I have a set of observations, with nest IDs and date of the observation. I have created a variable that gives the interval between each observation for each nest. I need to create a new variable, that for each nest, assigns a unique value for each observation that falls within an interval period of 145 days.

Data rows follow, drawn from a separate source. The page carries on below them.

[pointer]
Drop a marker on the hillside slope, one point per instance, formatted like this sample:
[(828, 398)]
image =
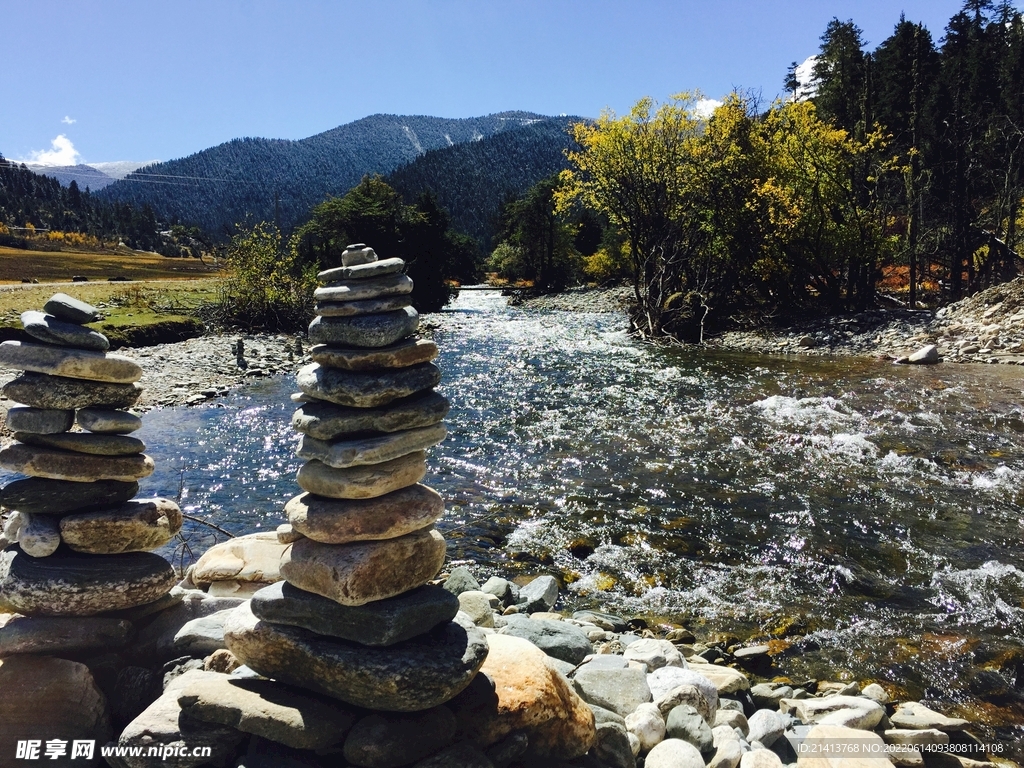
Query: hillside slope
[(263, 179)]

Essentially, a shortened version of my data looks like this:
Date Nest_ID interval total_interval
1 2015-02-22 a 0 0
2 2015-05-26 a 93 93
3 2015-07-08 a 43 136
4 2015-12-07 a 152 288
5 2016-01-29 a 53 341
6 2016-04-02 a 64 405
7 2016-07-06 a 95 500
8 2016-11-05 a 122 622
9 2017-06-29 b 0 0
10 2015-02-22 c 0 0
and I need it to look like this:
Date Nest_ID interval total_interval Nest_period
1 2015-02-22 a 0 0 1
2 2015-05-26 a 93 93 1
3 2015-07-08 a 43 136 1
4 2015-12-07 a 152 288 2
5 2016-01-29 a 53 341 2
6 2016-04-02 a 64 405 2
7 2016-07-06 a 95 500 3
8 2016-11-05 a 122 622 3
9 2017-06-29 b 0 0 1
10 2015-02-22 c 0 0 1
If I could get the total_interval count to restart whenever it reaches 145 that seems like the ideal solution, however I have not been able to figure that out yet.

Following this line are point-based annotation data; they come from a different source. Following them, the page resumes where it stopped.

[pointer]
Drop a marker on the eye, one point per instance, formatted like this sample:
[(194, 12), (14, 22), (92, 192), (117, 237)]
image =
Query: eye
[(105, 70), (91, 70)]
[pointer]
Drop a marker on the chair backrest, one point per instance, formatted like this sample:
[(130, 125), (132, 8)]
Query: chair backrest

Here's some code to get the sample data:
Date <- c("2015-02-22", "2015-05-26", "2015-07-08", "2015-12-07", "2016-01-29", "2016-04-02", "2016-07-06", "2016-11-05", "2017-06-29", "2015-02-22")
Nest_ID <- c("a", "a", "a", "a", "a", "a", "a", "a", "b", "c")
interval <- (c(0,93,43,152,53,64,95,122,0,0))
total_interval <- (c(0,93,136,288,341,405,500,622,0,0))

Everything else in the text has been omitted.